El niño inocente tiene la alegría y felicidad de quien está en continuo contacto con Dios, a través de su reflejo en los seres creados. Muchas cosas le hablan de esa Felicidad Absoluta que es realmente una Persona, particularmente las cosas más bellas. Él las ‘arquetipiza’, es decir, las embellece en su espíritu. El árbol de Navidad con sus bolas de brillantes colores y borlas de fina seda, es un objeto que se escapó del paraíso y que al paraíso quiere regresar, llevándolo a él.

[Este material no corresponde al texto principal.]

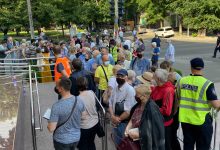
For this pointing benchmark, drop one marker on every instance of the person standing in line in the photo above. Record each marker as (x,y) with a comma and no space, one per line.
(121,35)
(217,48)
(170,52)
(140,64)
(163,95)
(89,122)
(103,74)
(120,104)
(155,54)
(196,96)
(65,117)
(157,40)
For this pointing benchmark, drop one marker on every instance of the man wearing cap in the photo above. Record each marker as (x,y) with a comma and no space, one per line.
(196,96)
(140,64)
(120,104)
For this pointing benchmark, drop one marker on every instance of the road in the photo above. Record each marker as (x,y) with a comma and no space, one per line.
(185,51)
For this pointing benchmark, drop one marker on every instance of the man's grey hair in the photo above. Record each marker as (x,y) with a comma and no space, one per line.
(131,74)
(162,75)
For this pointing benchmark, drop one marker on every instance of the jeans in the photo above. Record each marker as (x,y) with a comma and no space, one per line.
(87,138)
(119,133)
(201,135)
(60,146)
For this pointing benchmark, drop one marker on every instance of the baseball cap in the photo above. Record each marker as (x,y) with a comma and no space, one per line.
(122,72)
(197,63)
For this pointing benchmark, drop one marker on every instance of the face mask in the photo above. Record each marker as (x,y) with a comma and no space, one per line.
(106,63)
(138,99)
(139,55)
(120,81)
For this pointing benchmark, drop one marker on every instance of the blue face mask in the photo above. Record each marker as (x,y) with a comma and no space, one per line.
(106,63)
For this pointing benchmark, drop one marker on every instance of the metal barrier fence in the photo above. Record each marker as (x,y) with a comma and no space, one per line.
(30,74)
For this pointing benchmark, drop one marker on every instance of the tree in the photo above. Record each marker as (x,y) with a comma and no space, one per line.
(198,14)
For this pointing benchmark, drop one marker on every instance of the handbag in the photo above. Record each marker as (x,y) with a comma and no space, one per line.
(128,144)
(74,105)
(99,130)
(119,108)
(105,96)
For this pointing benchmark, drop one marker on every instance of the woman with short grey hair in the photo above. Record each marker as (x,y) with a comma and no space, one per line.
(163,95)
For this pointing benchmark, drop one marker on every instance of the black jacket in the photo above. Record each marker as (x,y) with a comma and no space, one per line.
(151,130)
(83,73)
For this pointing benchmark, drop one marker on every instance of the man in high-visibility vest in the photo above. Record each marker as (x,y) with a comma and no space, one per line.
(62,65)
(196,96)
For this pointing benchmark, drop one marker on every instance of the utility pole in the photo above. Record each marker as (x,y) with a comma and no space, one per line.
(30,19)
(116,20)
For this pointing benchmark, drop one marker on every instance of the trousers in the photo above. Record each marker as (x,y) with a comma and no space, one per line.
(201,135)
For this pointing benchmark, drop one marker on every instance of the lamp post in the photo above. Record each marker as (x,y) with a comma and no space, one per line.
(30,19)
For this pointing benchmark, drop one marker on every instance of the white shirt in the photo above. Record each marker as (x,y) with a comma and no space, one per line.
(170,52)
(127,93)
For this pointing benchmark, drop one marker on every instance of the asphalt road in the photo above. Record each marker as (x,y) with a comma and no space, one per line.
(185,51)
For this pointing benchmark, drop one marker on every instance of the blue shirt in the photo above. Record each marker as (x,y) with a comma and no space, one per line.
(99,59)
(70,131)
(156,57)
(139,66)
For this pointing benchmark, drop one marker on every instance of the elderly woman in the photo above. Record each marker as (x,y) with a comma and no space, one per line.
(163,95)
(89,121)
(146,122)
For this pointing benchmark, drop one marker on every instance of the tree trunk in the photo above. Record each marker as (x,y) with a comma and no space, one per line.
(202,32)
(188,30)
(161,23)
(180,25)
(62,30)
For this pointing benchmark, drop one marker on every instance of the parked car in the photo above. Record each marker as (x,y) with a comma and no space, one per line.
(165,32)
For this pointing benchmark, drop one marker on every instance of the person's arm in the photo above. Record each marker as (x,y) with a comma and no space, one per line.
(212,96)
(97,75)
(167,103)
(54,117)
(51,126)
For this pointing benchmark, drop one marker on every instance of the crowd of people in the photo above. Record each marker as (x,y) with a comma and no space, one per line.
(146,101)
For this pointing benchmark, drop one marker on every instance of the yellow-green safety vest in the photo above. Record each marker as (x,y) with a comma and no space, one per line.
(114,52)
(194,105)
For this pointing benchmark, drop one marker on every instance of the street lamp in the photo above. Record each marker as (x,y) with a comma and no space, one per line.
(30,19)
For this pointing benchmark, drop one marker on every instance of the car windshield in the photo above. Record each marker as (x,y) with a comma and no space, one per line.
(168,29)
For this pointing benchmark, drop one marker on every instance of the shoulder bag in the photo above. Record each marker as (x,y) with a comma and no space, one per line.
(74,106)
(105,96)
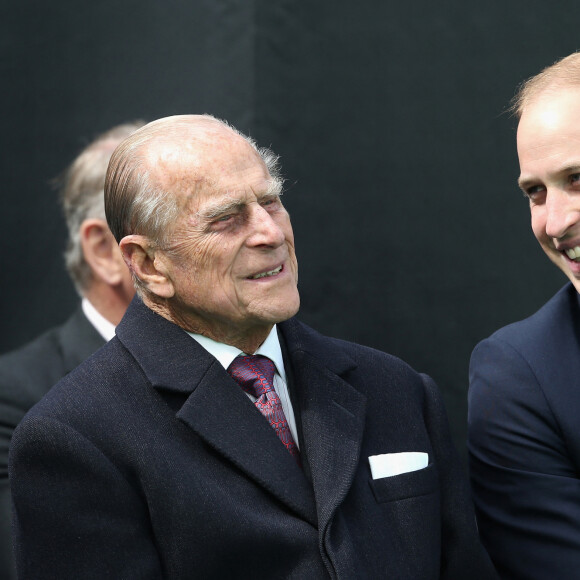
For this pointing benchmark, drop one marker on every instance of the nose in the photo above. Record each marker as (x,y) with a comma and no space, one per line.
(265,231)
(561,213)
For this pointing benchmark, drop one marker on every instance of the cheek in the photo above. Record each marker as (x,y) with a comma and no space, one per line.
(538,219)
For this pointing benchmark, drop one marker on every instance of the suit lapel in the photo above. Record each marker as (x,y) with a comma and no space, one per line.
(332,414)
(220,413)
(216,408)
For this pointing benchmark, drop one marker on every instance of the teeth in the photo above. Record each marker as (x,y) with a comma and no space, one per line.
(573,253)
(277,270)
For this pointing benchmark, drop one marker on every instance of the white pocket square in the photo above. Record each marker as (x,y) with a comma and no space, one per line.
(389,464)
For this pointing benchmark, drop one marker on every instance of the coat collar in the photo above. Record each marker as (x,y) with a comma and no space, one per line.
(332,411)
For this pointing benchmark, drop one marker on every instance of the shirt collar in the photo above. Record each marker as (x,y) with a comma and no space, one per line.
(105,328)
(226,353)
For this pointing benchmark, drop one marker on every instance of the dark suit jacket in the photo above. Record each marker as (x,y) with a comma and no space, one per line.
(148,461)
(524,442)
(26,375)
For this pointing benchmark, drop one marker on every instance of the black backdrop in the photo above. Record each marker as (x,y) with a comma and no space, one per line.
(390,119)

Si al infante de candor sus padres lo llevan un día feliz a visitar un castillo, como el de Chambord, o Chenonceaux, o Cheverny… será un recuerdo feliz que puede perdurar toda una vida.

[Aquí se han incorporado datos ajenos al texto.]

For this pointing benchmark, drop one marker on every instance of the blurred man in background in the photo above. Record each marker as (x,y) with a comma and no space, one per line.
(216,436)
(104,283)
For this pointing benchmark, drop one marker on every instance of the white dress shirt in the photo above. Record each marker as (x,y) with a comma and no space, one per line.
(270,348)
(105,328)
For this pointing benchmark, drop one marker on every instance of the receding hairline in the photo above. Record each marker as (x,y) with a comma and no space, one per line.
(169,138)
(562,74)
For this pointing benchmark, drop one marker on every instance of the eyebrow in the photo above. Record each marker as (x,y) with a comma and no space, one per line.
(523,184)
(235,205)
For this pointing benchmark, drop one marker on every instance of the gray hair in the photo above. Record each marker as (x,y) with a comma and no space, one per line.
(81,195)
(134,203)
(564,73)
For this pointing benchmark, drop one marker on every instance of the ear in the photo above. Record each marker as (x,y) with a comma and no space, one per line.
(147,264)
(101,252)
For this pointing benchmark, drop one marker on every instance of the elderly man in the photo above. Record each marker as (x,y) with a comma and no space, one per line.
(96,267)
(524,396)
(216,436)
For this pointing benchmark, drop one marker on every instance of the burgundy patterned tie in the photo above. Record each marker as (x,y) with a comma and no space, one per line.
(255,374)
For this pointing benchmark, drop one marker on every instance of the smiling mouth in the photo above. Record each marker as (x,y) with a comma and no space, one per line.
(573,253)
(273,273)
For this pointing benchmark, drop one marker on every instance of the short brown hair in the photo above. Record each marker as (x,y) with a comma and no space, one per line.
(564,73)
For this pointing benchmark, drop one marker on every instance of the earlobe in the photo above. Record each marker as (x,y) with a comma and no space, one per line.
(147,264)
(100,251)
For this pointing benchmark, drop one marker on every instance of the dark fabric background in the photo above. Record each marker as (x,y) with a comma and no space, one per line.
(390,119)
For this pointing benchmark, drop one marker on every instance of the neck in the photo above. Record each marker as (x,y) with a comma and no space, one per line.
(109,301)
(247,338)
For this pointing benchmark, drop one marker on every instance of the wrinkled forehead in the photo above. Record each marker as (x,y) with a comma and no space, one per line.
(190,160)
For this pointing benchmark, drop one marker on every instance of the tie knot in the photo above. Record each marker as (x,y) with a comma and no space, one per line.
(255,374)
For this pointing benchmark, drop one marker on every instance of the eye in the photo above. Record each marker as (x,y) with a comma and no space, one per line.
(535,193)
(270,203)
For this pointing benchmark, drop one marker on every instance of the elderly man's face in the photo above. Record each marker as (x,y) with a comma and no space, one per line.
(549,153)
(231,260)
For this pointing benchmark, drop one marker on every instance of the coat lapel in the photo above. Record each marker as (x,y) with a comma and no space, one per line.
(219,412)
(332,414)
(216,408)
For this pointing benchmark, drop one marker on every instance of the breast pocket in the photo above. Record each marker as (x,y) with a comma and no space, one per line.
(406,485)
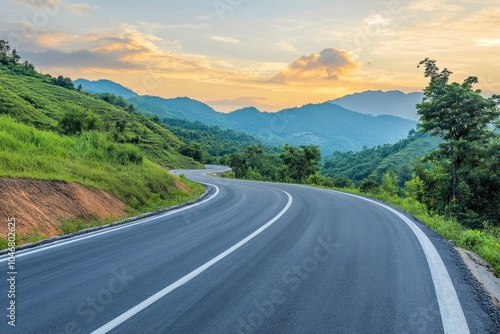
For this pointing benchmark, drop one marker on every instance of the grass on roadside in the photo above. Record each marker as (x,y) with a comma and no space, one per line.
(92,160)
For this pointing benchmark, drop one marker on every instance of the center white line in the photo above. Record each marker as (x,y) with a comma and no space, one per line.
(139,307)
(111,229)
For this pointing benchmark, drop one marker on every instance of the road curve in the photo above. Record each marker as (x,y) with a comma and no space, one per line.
(253,258)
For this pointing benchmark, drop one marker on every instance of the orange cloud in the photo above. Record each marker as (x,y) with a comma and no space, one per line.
(328,64)
(55,5)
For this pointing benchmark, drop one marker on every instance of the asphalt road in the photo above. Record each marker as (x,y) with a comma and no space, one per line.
(252,258)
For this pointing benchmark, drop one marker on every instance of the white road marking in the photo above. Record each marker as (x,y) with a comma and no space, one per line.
(141,306)
(452,314)
(111,229)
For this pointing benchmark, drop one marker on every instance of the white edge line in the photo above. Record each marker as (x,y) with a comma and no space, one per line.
(111,229)
(452,314)
(141,306)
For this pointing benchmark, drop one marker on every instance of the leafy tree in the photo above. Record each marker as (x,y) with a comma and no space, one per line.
(238,163)
(462,177)
(390,183)
(369,185)
(458,114)
(300,162)
(63,82)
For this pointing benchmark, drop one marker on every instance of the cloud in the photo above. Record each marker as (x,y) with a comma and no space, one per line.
(55,5)
(228,40)
(439,6)
(331,63)
(78,59)
(124,50)
(488,42)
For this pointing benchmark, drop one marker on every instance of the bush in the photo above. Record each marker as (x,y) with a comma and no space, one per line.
(369,185)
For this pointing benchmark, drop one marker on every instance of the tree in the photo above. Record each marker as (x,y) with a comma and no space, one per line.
(300,162)
(369,185)
(15,57)
(458,114)
(390,183)
(238,163)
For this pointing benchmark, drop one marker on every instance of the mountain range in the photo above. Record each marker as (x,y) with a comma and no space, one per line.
(329,125)
(377,102)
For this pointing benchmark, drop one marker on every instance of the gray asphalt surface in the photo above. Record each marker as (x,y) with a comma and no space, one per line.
(330,264)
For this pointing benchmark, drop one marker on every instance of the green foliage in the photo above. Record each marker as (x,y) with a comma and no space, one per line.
(390,183)
(194,151)
(376,161)
(415,188)
(320,180)
(63,82)
(461,180)
(33,100)
(369,185)
(76,120)
(300,162)
(212,140)
(90,159)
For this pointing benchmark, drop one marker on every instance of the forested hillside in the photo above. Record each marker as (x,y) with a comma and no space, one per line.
(399,158)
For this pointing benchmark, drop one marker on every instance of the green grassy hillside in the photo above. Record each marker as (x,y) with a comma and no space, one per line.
(50,130)
(90,159)
(376,161)
(33,100)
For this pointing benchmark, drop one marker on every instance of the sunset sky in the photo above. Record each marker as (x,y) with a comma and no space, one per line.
(269,54)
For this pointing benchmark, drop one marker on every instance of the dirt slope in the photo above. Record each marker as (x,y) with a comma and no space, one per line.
(39,206)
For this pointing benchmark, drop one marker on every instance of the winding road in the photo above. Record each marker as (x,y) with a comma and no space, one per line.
(252,257)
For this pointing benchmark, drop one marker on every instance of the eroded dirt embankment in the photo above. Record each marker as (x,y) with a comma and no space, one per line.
(39,206)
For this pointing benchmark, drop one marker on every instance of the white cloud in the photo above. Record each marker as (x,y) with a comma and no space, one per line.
(223,39)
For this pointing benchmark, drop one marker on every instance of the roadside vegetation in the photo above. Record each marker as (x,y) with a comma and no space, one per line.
(52,130)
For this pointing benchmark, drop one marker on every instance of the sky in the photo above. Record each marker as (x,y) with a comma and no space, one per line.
(271,54)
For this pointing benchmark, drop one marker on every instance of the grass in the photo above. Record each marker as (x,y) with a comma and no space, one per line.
(485,243)
(33,101)
(92,160)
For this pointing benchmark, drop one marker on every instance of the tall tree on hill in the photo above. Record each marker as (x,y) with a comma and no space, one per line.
(462,117)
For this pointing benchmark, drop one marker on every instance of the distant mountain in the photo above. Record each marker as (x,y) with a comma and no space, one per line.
(105,86)
(327,125)
(394,103)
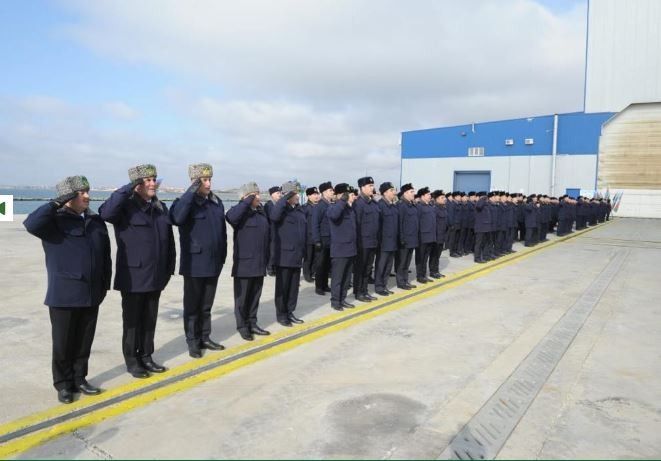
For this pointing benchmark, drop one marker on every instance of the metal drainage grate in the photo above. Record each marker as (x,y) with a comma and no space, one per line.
(486,433)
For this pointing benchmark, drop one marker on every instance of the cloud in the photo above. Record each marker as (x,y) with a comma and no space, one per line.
(317,90)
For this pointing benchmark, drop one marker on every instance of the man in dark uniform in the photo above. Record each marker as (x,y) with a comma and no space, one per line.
(289,241)
(77,248)
(366,211)
(321,238)
(310,260)
(427,234)
(250,257)
(343,245)
(275,193)
(200,215)
(441,214)
(146,258)
(388,238)
(532,222)
(408,235)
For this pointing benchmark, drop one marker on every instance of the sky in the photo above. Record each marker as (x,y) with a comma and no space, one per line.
(268,90)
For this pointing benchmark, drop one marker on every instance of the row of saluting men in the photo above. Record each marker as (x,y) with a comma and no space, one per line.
(340,232)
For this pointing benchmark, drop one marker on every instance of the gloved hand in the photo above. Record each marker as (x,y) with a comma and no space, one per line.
(60,201)
(195,186)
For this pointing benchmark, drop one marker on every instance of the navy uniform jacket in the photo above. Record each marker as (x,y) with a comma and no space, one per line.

Entretanto, en determinado momento llega al niño inocente el indefectible dolor, bajo el ropaje de las malas tendencias del pecado original, y ahí comienza la lucha, terrible, en la cual muchos ven agonizar su alegría paradisiaca, muchos sucumben ahogados en el fango del egoísmo, en el lodazal de lo sórdido… pero no los santos.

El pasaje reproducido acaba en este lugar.